No home is complete with out at least one crazy neighbor. The Hedge comes complete with crazy neighbors and people I cannot figure out.

            My newest hedge-mate qualifies as a little off. I would call him flat out crazy, but he’s both intelligent and informative. Perhaps, he’s just a boy who never grew up. We’ll just call him Fishing Dude.

            Fishing Dude is VERY into creatures. Apparently he has a reptile store, which explains almost everything.

            There’s been a new alligator in the hedge, the latest in a series. (The Hedge goes through alligators list my ex goes through women.) This alligator comes in around 4ft., which is enough to scare me silly. Not Fishing Dude – he’s tried to get into the lake to catch the alligator. Okay, not so much to catch the little dinosaur, instead he wants to play with the gator. Yes, you read that right.  Fishing Dude wants to play with the alligator.

            Call me crazy, but playing with an alligator that happens to be almost my size is NOT my idea of fun.

            The thing is all the kids love when Fishing Dude is around. This is where that whole educational and informative aspect comes into play. Fishing Dude has led the kids on hikes around our pond; pointing out all kinds of fish in our pond -bass, gar, tilapia and more. Fishing Dude has taught my daughter to cast a net and how to correctly pick up a live fish. This man has let my girl see a gar up close, touch a turtle and, her helped identify an animal skeleton.

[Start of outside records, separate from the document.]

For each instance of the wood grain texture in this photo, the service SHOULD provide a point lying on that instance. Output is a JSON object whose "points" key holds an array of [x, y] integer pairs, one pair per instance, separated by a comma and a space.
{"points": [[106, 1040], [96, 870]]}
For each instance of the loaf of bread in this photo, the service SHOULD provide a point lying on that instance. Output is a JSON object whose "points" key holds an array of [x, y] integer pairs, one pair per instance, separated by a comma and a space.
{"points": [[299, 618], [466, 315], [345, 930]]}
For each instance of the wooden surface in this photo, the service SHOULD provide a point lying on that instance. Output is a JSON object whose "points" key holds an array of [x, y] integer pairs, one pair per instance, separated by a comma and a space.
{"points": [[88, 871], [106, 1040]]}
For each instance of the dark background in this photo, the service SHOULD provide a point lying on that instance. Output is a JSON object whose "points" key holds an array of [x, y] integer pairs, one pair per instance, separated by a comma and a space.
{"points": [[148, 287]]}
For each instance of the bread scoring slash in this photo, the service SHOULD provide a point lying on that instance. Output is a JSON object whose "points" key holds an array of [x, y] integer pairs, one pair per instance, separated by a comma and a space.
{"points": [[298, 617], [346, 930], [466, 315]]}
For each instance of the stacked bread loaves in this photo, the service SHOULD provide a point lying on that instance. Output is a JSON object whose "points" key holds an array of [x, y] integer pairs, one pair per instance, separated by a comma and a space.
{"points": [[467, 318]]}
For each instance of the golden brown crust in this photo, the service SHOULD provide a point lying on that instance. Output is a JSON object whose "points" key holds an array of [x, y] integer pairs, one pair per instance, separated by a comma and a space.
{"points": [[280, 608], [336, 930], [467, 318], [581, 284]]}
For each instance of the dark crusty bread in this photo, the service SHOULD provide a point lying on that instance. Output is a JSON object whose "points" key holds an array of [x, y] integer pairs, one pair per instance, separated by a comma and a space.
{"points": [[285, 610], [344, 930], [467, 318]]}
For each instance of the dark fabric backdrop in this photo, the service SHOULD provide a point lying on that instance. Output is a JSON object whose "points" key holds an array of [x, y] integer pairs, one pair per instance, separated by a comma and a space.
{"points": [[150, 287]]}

            I have watched him tromp around the lake with the kids at night – headlamps on – looking for critters. I cannot imagine letting my 3 year old stand 5ft from an alligator in the wild. Visions of a snatched kid dance through my head. Fishing Dude has done just that – and was very confident that the alligator would run away. He was right.

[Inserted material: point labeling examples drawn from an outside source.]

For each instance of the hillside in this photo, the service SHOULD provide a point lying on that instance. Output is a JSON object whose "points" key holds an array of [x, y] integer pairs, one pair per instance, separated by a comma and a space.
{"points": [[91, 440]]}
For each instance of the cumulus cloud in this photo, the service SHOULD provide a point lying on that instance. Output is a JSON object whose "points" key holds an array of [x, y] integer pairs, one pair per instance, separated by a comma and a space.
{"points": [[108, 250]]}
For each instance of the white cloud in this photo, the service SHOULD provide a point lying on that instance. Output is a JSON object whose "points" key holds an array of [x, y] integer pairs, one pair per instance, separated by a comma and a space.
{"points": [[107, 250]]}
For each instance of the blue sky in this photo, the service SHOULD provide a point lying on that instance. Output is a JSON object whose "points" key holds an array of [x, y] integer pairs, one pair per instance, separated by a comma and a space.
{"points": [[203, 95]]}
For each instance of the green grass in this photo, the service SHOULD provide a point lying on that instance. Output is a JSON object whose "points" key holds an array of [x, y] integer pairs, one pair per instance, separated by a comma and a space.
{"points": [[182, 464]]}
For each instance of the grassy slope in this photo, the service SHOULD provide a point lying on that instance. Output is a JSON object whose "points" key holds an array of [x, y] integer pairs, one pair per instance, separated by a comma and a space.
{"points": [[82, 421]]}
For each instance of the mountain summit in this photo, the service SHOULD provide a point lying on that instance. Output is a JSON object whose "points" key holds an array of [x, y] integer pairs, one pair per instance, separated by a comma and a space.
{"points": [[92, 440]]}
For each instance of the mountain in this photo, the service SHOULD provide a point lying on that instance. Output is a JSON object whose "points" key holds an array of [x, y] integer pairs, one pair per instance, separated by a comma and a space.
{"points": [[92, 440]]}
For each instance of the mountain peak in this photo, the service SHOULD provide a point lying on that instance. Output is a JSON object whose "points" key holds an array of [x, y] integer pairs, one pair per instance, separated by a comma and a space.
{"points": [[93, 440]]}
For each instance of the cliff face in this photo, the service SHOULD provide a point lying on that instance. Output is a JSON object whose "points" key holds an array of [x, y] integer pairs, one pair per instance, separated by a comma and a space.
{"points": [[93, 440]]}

            Fishing Dude lets the kids get up close to wildlife. He touches fish. He chases alligators.  Fishing Dude does about a million things my girlie un-outdoorsy self would never consider.

            But Fishing Dude is a dad. I’ll give him credit for being a truly involved dad. I’d bet his kids look forward to their visits to their dad. Fishing Dude is a little eccentric and not what I would want in a husband. At the same time, I envy his ex-wife because this man REALLY wants to be with his kids.

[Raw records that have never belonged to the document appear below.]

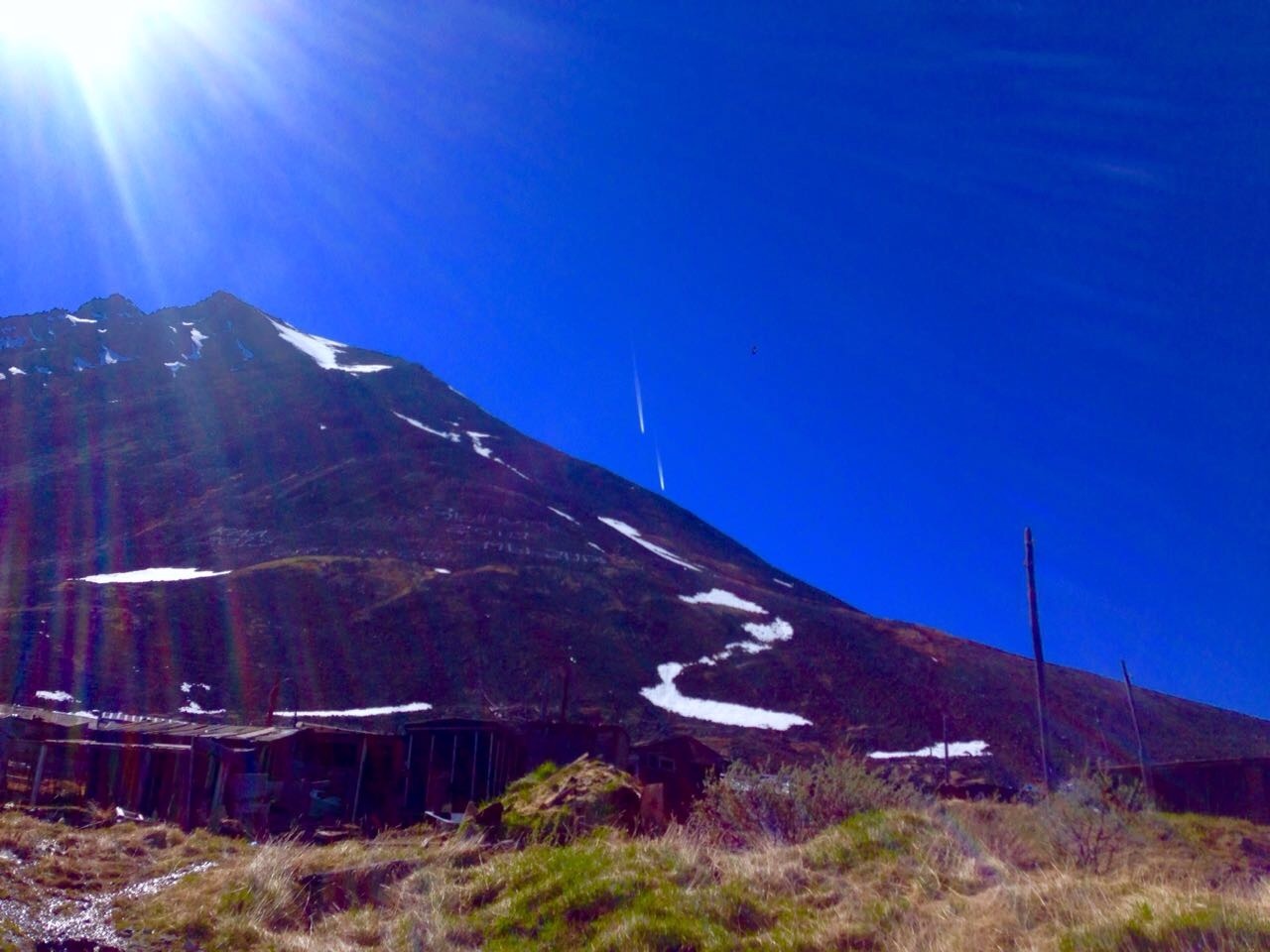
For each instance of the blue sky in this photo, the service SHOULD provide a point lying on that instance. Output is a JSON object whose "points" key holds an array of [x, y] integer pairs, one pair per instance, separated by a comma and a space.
{"points": [[1003, 264]]}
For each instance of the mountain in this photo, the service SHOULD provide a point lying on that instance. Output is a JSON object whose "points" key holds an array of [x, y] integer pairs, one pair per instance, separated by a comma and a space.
{"points": [[370, 538]]}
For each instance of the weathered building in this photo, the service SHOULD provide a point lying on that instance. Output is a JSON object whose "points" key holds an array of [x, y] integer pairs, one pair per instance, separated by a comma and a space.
{"points": [[453, 762], [1227, 787], [680, 765]]}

            Yes, he’s 17 kinds of crazy, but a good kind of crazy.

            I see him out there on a Saturday night with his kids and his roommate’s kid. This little band is having a blast. My child is inside made because her dad blew her off one more time.

            I think about how really lucky those kids are to be playing out in the hedge with my crazy neighbor. When they knock on the door to see if my daughter can come out, I let her grab a light and venture out. I’m the protective mom, so I sit outside until they finish the adventure. My daughter returns dirtier and happier.

            In the end, there are some kinds of crazy this world could use more of – and crazy about kids is one of them.


Comments on: "Hedge Neighbors" (1)

  1. Sharon Capezzone said:

    LOL! Love it! Well said! Crazy about kids and wildlife is good crazy!